Bloom is handling arbitration claims since many Twitter employees signed away their right to fight their plight in court when they joined the company.

"We will continue to file these claims, one by one, bombarding Twitter with claims," Bloom told a press conference on Monday.

"We are prepared to bring hundreds if not thousands of individual arbitrations to make sure that the employees get what they're owed," she said.

This, experts said, could cost Twitter and Musk dearly.

Twitter "could quickly resolve the matter by paying the ex-employees whatever they are entitled to under the law," said Eric Goldman, a law professor at Santa Clara University.

"Or it could play hardball and make them work for it, which could take years," he said.

The stack of legal cases could also force Musk to work towards a settlement, especially since his company is under huge financial stress after he paid $44 billion  (roughly Rs. 3,37,465 crore) to take full ownership.

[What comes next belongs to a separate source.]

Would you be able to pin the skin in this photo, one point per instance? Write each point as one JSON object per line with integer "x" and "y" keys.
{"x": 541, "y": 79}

The usually outspoken entrepreneur has said little specifically about legal cases, reserving criticism for a city inspection after Twitter conference rooms were converted into makeshift bedrooms.

"So city of San Francisco attacks companies providing beds for tired employees instead of making sure kids are safe from fentanyl," Musk said in a tweet, lashing out at Mayor London Breed.

Musk was referring to a recent scandal of a 10-month-old boy who overdosed on fentanyl after ingesting the substance at a playground.